Welcome! Please see the About page for a little more info on how this works.

0 votes
in data.csv by

Imagine we have the following CSV file

this is,"a badly" quoted, file

When trying to parse this file with clojure.data.csv/read-csv, I get the following exception

{:type java.lang.Exception
 :message "CSV error (unexpected character:  )"
 :at [clojure.data.csv$read_quoted_cell invokeStatic "csv.clj" 37]}

This file is clearly malformed, but I've seen a file like this in the wild so it would be nice if read-csv handled extra content after the quoted portion by parsing this to

["this is" "a badly quoted" " file"]    

Potential problem with this proposal:

If there's a separator inside the quotes this becomes harder to interpret. e.g.

this is,"a, badly" quoted, file

could be parsed to

["this is" "a, badly quoted " " file"]


["this is" "\"a" " badly\" quoted " " file"]

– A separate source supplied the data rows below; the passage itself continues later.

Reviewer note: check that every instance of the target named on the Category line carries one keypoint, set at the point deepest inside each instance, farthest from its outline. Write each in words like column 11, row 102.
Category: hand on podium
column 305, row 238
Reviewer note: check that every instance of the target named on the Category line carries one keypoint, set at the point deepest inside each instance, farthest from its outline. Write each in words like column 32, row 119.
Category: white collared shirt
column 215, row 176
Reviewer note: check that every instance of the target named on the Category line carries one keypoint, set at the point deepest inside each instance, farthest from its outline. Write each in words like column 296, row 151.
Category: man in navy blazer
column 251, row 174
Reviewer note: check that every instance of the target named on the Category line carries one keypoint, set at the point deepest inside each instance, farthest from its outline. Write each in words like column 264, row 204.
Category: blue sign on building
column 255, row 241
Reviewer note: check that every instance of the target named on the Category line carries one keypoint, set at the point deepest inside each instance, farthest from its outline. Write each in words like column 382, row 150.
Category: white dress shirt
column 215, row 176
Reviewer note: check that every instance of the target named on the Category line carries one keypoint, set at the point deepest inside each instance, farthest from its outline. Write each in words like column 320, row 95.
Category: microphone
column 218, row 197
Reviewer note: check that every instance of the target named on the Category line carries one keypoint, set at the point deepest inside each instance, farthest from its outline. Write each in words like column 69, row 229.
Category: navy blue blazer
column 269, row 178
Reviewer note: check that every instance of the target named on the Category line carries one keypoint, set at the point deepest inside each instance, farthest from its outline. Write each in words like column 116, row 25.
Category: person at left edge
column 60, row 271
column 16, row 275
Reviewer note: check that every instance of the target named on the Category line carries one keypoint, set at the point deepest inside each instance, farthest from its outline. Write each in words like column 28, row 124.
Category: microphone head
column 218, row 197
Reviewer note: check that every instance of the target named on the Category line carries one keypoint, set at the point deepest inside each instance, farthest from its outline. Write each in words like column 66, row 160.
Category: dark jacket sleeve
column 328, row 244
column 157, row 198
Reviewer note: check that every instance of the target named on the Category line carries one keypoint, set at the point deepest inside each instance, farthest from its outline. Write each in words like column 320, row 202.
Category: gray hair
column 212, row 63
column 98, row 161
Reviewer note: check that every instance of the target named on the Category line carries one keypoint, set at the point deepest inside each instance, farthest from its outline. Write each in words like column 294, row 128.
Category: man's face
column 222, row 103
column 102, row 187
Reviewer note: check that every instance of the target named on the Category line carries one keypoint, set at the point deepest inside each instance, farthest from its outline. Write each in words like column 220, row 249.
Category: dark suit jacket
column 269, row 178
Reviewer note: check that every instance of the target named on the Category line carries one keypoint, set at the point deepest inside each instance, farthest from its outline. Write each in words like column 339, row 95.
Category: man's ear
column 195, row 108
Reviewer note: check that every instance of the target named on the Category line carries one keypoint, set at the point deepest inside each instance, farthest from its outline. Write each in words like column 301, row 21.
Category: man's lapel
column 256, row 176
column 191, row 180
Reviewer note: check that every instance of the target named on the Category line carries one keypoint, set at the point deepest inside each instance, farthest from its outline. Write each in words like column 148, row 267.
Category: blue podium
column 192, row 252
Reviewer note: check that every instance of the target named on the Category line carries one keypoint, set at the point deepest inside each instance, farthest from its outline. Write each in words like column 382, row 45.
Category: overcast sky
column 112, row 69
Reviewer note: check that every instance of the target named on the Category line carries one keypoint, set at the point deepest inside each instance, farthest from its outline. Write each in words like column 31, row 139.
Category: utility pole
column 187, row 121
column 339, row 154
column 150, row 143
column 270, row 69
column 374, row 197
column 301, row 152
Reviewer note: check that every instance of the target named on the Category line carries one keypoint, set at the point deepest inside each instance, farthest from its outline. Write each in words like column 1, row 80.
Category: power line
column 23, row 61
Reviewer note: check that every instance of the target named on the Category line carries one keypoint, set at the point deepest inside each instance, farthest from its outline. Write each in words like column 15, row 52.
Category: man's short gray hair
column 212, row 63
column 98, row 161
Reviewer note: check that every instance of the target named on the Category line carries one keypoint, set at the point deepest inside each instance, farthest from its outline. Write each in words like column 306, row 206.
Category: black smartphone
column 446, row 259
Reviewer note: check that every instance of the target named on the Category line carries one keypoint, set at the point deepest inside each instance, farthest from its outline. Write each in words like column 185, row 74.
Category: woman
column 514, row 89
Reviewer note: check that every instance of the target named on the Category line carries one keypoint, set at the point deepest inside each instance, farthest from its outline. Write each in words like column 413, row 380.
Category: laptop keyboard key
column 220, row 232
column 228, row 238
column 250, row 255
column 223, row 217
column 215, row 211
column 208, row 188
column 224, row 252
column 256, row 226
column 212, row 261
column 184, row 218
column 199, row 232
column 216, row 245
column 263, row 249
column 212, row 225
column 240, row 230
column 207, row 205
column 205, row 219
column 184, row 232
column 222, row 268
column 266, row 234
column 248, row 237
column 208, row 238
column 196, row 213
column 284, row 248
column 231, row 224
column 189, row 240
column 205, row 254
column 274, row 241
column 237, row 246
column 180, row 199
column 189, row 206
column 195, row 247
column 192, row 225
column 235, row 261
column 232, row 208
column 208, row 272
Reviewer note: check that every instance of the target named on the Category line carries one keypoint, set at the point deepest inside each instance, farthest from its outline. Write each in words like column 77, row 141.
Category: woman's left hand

While this second interpretation seems improbable to me, I'm not sure what the "best effort" interpretation strategy is in this case

2 Answers

+1 vote
selected by
Best answer

We're not planning to support poorly formatted csv data. It's hard enough to support well formatted csv data. There are probably other (Java) libraries out there that can handle or clean up stuff like this but this is out of scope for data.csv.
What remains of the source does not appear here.